I haven’t heard Obama or anyone in his administration enunciate it. Maybe Matthew Yglesias has put his finger on it:
Let’s unpack this a little. Yglesias doesn’t deny that the Libyan people would be better off without Gaddafi and that something like a no-fly zone would lessen the chances of a moral atrocity within Libya. I’ll bet that he wouldn’t even deny that, from his own moral standpoint (and the standpoint of most Americans), intervention in behalf of the Libyan people is justified because the claims of the insurgents are just and Gaddafi never was a legitimate ruler in the first place.“[I]t seems to me that [if we take Slaughter’s advice] we’re headed down a slippery slope of unilateralism. The violence taking place in Libya today is no Rwandan genocide. Far from being a threat to global non-proliferation norms, the Libyan government brokered a deal with western leaders years ago to give them up precisely in order to enhance its standing as a legitimate government. So what is the actual standard being proposed here for when the American government should offer military assistance to rebel groups? Leaving aside the myriad practical questions about intervention in Libya and think about what is the rule being proposed for this rule-based order? To me, this sounds like a proposal whose medium-term consequences will be to return Africa to its unhappy Cold War situation where it becomes a venue for endless superpower proxy conflicts.”

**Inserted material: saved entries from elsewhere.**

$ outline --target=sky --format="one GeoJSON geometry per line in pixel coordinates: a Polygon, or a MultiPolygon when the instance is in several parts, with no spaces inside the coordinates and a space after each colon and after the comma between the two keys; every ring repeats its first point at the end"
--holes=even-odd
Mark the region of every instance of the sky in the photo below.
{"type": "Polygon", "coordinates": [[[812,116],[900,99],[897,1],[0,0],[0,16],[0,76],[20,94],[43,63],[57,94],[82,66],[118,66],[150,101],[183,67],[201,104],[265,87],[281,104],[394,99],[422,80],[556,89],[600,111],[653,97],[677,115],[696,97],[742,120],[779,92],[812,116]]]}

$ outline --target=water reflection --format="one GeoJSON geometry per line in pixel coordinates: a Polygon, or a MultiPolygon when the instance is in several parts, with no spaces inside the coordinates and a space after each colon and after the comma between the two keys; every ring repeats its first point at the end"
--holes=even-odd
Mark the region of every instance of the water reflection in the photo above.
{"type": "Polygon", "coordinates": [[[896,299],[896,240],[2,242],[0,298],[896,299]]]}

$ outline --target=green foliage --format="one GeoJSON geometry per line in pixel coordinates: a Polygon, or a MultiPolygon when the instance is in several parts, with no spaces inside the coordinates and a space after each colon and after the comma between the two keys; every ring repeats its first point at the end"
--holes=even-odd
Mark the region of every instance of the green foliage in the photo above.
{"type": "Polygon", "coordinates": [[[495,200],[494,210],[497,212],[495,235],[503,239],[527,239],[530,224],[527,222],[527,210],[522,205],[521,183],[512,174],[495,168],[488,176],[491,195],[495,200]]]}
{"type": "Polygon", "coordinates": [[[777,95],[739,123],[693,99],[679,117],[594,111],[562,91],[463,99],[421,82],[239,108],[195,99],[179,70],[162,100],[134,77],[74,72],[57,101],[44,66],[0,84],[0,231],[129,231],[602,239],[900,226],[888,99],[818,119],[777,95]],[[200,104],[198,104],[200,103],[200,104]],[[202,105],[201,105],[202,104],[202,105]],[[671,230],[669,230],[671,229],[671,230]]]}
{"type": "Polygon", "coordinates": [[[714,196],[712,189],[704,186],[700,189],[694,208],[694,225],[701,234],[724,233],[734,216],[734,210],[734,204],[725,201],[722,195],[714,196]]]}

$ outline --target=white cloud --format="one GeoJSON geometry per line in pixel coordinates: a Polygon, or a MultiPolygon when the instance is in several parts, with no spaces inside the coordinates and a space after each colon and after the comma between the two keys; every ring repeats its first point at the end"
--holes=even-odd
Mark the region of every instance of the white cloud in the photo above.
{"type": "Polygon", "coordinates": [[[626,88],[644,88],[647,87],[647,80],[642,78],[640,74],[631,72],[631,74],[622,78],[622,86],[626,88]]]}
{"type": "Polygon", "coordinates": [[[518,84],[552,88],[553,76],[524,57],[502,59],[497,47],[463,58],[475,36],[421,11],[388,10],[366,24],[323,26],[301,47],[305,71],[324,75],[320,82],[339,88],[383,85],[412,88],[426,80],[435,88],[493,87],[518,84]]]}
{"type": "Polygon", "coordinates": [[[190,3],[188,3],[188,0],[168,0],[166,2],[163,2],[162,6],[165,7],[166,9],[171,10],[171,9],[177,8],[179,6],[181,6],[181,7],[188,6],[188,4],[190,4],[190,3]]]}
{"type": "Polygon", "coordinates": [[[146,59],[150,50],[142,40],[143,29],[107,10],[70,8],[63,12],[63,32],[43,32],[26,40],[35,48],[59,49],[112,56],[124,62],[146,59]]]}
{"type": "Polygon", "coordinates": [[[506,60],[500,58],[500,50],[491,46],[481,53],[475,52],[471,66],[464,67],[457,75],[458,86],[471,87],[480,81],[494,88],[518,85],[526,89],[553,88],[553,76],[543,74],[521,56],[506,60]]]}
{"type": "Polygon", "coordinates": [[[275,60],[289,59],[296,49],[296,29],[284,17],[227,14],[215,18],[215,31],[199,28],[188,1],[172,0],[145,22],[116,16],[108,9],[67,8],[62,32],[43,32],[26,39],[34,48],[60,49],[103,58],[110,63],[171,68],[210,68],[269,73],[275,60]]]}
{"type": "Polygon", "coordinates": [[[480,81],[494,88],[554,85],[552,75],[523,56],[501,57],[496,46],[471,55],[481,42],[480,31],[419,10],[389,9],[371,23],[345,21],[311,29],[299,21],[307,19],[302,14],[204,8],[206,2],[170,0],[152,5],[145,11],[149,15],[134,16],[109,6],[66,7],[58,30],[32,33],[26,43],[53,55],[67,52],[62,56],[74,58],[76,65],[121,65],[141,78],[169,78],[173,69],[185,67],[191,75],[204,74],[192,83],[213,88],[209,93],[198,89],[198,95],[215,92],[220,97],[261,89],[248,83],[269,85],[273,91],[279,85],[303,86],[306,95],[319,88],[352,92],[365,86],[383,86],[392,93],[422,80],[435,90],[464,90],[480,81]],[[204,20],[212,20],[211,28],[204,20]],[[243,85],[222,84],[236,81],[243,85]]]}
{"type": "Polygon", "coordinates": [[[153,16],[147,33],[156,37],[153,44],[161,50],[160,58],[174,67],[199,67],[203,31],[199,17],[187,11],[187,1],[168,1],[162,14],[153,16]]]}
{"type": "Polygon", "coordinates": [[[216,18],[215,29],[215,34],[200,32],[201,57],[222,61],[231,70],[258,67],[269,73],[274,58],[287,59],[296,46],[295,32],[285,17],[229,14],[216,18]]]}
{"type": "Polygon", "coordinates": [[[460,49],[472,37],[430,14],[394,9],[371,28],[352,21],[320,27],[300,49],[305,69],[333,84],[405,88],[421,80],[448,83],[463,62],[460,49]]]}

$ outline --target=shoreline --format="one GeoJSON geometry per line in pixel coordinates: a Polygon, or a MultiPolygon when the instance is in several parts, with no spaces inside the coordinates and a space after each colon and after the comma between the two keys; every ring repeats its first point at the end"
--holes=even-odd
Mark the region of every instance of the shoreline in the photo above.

Yglesias’s problem with intervention seems to follow from the recognition that a lot of nations (including permanent members of the UN Security Council) don’t judge things from our moral standpoint. Given the diversity of world opinion on such matters, he can’t think of an established principle of international law justifying our intervention in Libya that could command universal assent across the community of nations (or the Security Council). To intervene in the affairs of a sovereign state in the absence of such a principle, Yglesias concludes, is unjustifiable because it undermines international law and the “rule-based global order.” If we surrender to the urge to act on distinctively American or western values, other nations will exercise similar partiality toward their own worldview and you can forget having an international order that's rule-governed.
That’s a radical rejection of unilateralism because it pertains not only to our acts but to their justifications. It implies not only that we should refrain from acting without the consent of the international community, but that we should not act, or even urge others to act, in ways that answer to our own values insofar as they’re different from other people’s values. American exceptionalism or America's exceptional power (even when it makes us the only international player powerful enough to avert a humanitarian disaster) shouldn't come into it.
That doesn’t sound to me like a morally plausible view of how to conduct American foreign policy (and I may be doing Yglesias an injustice by attributing it to him). But it would explain a lot about Obama’s foreign policy if he subscribed to it or something like it.